10 nor thieves, nor covetous, nor drunkards, nor revilers, nor extortioners, the reign of God shall inherit.
Dwaalt niet; noch hoereerders, noch afgodendienaars, noch overspelers, noch ontuchtigen, noch die bij mannen liggen, noch dieven, noch gierigaards, noch dronkaards, geen lasteraars, geen rovers zullen het Koninkrijk Gods beerven.
11 And certain of you were these! but ye were washed, but ye were sanctified, but ye were declared righteous, in the name of the Lord Jesus, and in the Spirit of our God.
En dit waart gij sommigen; maar gij zijt afgewassen, maar gij zijt geheiligd, maar gij zijt gerechtvaardigd, in den Naam van den Heere Jezus, en door den Geest onzes Gods;
12 All things are lawful to me, but all things are not profitable; all things are lawful to me, but I — I will not be under authority by any;
Alle dingen zijn mij geoorloofd, maar alle dingen zijn niet oorbaar; alle dingen zijn mij geoorloofd, maar ik zal onder de macht van geen mij laten brengen.
13 the meats [are] for the belly, and the belly for the meats. And God both this and these shall make useless; and the body [is] not for whoredom, but for the Lord, and the Lord for the body;
De spijzen zijn voor de buik, en de buik is voor de spijzen; maar God zal beide dezen en die te niet doen. Doch het lichaam is niet voor de hoererij, maar voor den Heere en de Heere voor het lichaam.

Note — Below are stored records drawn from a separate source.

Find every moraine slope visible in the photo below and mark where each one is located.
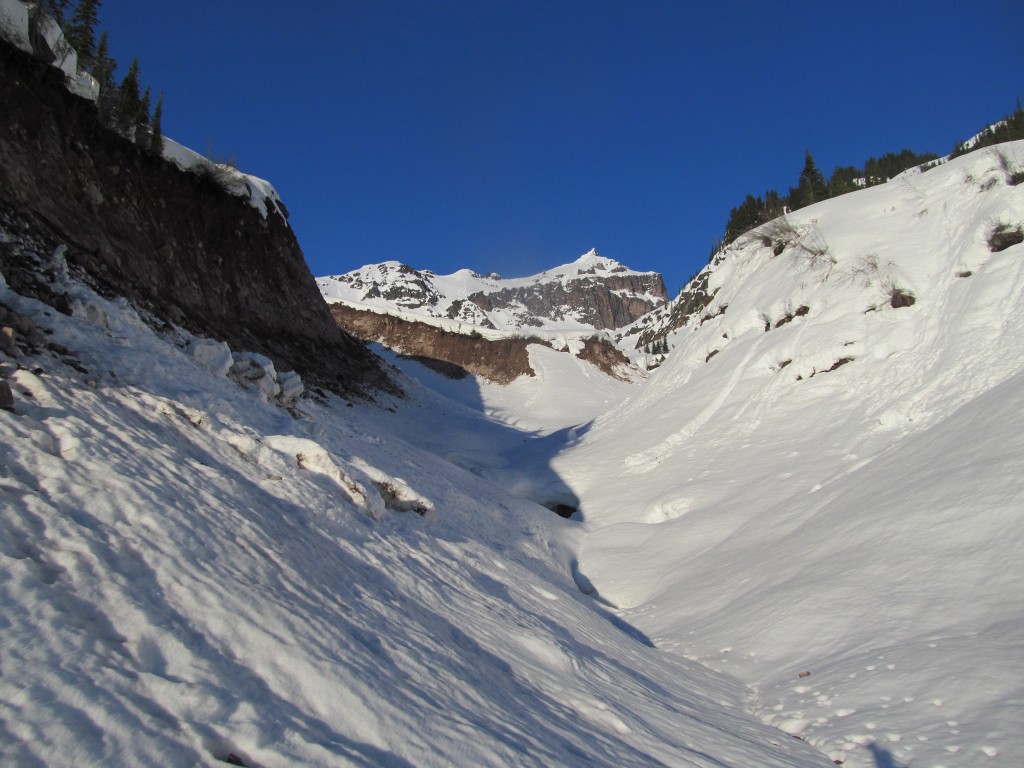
[554,142,1024,768]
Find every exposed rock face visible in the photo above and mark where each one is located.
[0,41,389,393]
[331,304,548,384]
[469,273,668,331]
[577,336,632,381]
[317,251,668,332]
[625,268,715,349]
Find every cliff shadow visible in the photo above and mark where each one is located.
[382,344,592,521]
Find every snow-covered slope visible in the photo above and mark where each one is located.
[554,142,1024,766]
[316,250,666,339]
[0,246,827,768]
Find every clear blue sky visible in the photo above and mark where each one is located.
[94,0,1024,292]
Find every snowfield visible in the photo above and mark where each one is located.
[554,142,1024,767]
[0,252,828,767]
[0,142,1024,768]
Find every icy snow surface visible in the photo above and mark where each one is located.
[0,143,1024,768]
[554,142,1024,768]
[0,268,827,768]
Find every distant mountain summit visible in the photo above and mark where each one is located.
[316,250,668,333]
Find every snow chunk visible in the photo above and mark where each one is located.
[185,338,234,378]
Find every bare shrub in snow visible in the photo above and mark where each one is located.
[749,215,800,256]
[987,221,1024,253]
[992,146,1024,186]
[792,222,836,278]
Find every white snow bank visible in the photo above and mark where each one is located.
[554,142,1024,768]
[0,231,824,768]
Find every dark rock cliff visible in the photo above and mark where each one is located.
[0,41,392,393]
[331,304,550,384]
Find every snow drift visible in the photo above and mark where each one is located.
[555,142,1024,766]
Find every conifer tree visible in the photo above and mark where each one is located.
[65,0,100,71]
[114,56,142,137]
[790,150,828,210]
[92,30,118,128]
[150,91,164,158]
[134,86,153,148]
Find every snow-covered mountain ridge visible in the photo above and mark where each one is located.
[316,250,668,335]
[0,214,827,768]
[553,142,1024,767]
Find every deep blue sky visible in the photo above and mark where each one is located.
[94,0,1024,292]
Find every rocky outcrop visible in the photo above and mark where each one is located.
[469,273,668,331]
[0,41,391,393]
[577,336,634,381]
[331,304,550,384]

14 and God both the Lord did raise, and us will raise up through His power.
En God heeft ook den Heere opgewekt, en zal ons opwekken door Zijn kracht.
15 Have ye not known that your bodies are members of Christ? having taken, then, the members of the Christ, shall I make [them] members of an harlot? let it be not!
Weet gij niet, dat uw lichamen leden van Christus zijn? Zal ik dan de leden van Christus nemen, en maken ze leden ener hoer? Dat zij verre.
16 have ye not known that he who is joined to the harlot is one body? 'for they shall be — saith He — the two for one flesh.'
Of weet gij niet, dat die de hoer aanhangt, een lichaam met haar is? Want die twee, zegt Hij, zullen tot een vlees wezen.
17 And he who is joined to the Lord is one spirit;
Maar die den Heere aanhangt, is een geest met Hem.
18 flee the whoredom; every sin — whatever a man may commit — is without the body, and he who is committing whoredom, against his own body doth sin.
Vliedt de hoererij. Alle zonde, die de mens doet, is buiten het lichaam, maar die hoererij bedrijft, zondigt tegen zijn eigen lichaam.
19 Have ye not known that your body is a sanctuary of the Holy Spirit in you, which ye have from God? and ye are not your own,
Of weet gij niet, dat ulieder lichaam een tempel is van den Heiligen Geest, Die in u is, Dien gij van God hebt, en dat gij uws zelfs niet zijt?
20 for ye were bought with a price; glorify, then, God in your body and in your spirit, which are God's.
Want gij zijt duur gekocht: zo verheerlijkt dan God in uw lichaam en in uw geest, welke Godes zijn.